Negli ultimi cinque anni, l'economia vietnamita ha dovuto affrontare sfide senza precedenti, con molte problematiche imprevedibili. In questo contesto, il settore privato ha dimostrato una forte crescita, con un numero crescente di imprese, dimensioni maggiori, diversificazione dei settori e una posizione sempre più importante sul mercato internazionale.
Solo nell'ultimo anno, oltre 297.000 imprese sono entrate nel mercato, il numero più alto di sempre, a testimonianza dell'effetto a catena della stabilità macroeconomica e degli sforzi di riforma istituzionale.
Il signor Hoang Minh Son, direttore delle risorse umane della An Hoa Paper Company nella provincia di Tuyen Quang , ha dichiarato: "La risoluzione n. 68 del Politburo apre la strada a politiche e priorità per lo sviluppo delle imprese, ampliando ulteriormente il contesto degli investimenti".
Peter Ryder, Presidente esecutivo di Indochina Capital, ha dichiarato: "Molte opportunità si stanno sbloccando e molte cose stanno iniziando a muoversi. Abbiamo grande fiducia nel Vietnam, considerando lo slancio di crescita che si sta creando nel 2025".

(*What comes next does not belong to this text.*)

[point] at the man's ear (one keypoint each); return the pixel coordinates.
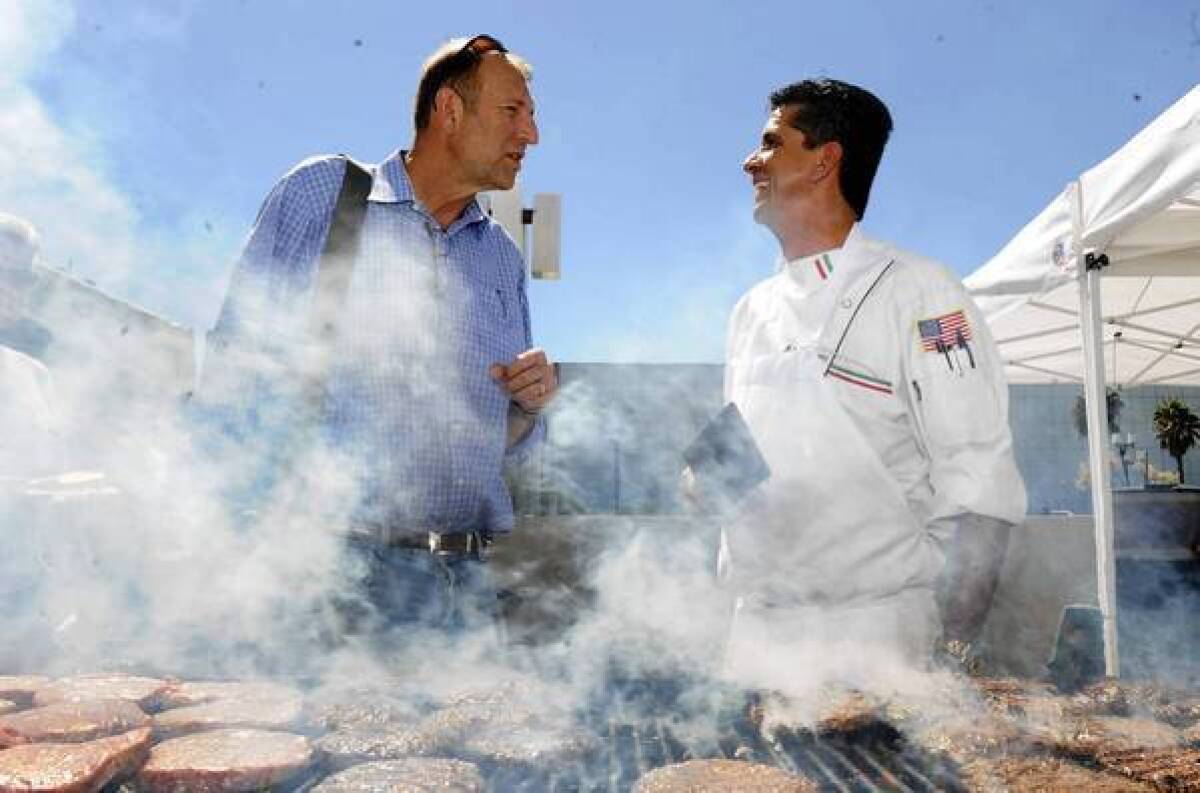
(831, 157)
(448, 108)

Le porte dei progetti chiave, un tempo riservate principalmente al settore pubblico, sono ora più aperte alla partecipazione delle imprese private.
L'orientamento allo sviluppo dell'economia privata si è concretizzato attraverso meccanismi più aperti per questo settore economico. Le porte dei progetti chiave, precedentemente riservate principalmente al settore pubblico, sono ora più aperte per accogliere la partecipazione delle imprese private. Quest'anno, in tutto il paese sono stati avviati e messi in funzione oltre 560 progetti di costruzione su larga scala, con un investimento totale superiore a 5.140 miliardi di VND, di cui circa tre quarti provenienti dal settore privato.
Il dottor Nguyen Van Than, membro del Parlamento, ha dichiarato: "Molti progetti sono in corso, con l'82% degli investimenti provenienti da fonti private. Ciò dimostra che abbiamo instaurato un rapporto di fiducia, a riprova dell'impatto estremamente positivo della Risoluzione 68".
Il signor Ho Sy Hung, presidente della Federazione vietnamita del commercio e dell'industria, ha dichiarato: "Sono state modificate e promulgate circa 80 leggi e sono stati adeguati circa 300 decreti e risoluzioni. Il 2025 è un anno cruciale. E da questo anno cruciale, credo che nel periodo 2026-2030 il settore privato avrà la piena fiducia necessaria per investire capitali in attività strategiche a lungo termine che soddisfino sia le esigenze nazionali sia gli obiettivi delle strategie internazionali."
"Con le imprese al centro, l'efficienza come parametro di riferimento e i risultati concreti come criterio di valutazione finale", l'obiettivo di raggiungere 2 milioni di imprese entro il 2030 non sarà solo un numero, ma l'affermazione di una grande visione, che farà del settore privato la principale forza trainante, contribuendo per oltre il 60% al PIL entro il 2045 e integrandosi profondamente con il resto del mondo.